From: Simon Jeons <simon.jeons@gmail.com>
To: Andrea Arcangeli <aarcange@redhat.com>
Cc: linux-mm@kvack.org, Andi Kleen <andi@firstfloor.org>,
Andrew Morton <akpm@linux-foundation.org>,
Shaohua Li <shaohua.li@intel.com>,
"H. Peter Anvin" <hpa@linux.intel.com>,
Mel Gorman <mgorman@suse.de>, Hugh Dickins <hughd@google.com>
Subject: Re: [PATCH 2/2] pageattr: prevent PSE and GLOABL leftovers to confuse pmd/pte_present and pmd_huge
Date: Thu, 10 Jan 2013 01:59:52 -0600 [thread overview]
Message-ID: <1357804792.6568.17.camel@kernel.cn.ibm.com> (raw)

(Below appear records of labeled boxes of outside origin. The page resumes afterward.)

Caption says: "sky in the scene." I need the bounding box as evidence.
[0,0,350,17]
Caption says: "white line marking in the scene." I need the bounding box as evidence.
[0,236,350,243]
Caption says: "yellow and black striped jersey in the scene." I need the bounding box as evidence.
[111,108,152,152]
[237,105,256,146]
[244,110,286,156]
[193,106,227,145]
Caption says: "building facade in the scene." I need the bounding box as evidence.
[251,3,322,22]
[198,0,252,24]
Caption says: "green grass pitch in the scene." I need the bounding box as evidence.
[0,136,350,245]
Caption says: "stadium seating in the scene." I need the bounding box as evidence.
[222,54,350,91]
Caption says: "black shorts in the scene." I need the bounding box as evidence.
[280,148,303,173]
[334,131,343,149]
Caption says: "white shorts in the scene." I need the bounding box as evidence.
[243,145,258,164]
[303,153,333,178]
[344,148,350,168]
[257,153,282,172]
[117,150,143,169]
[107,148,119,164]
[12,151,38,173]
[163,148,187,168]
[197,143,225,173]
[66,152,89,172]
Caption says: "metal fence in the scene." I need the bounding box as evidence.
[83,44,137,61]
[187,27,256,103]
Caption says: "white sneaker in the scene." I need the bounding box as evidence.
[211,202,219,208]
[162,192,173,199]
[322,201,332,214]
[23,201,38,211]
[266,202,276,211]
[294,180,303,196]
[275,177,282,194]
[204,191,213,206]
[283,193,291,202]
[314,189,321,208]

In-Reply-To: <1355767224-13298-3-git-send-email-aarcange@redhat.com>
On Mon, 2012-12-17 at 19:00 +0100, Andrea Arcangeli wrote:
> Without this patch any kernel code that reads kernel memory in non
> present kernel pte/pmds (as set by pageattr.c) will crash.
>
> With this kernel code:
>
> static struct page *crash_page;
> static unsigned long *crash_address;
> [..]
> crash_page = alloc_pages(GFP_KERNEL, 9);
> crash_address = page_address(crash_page);
> if (set_memory_np((unsigned long)crash_address, 1))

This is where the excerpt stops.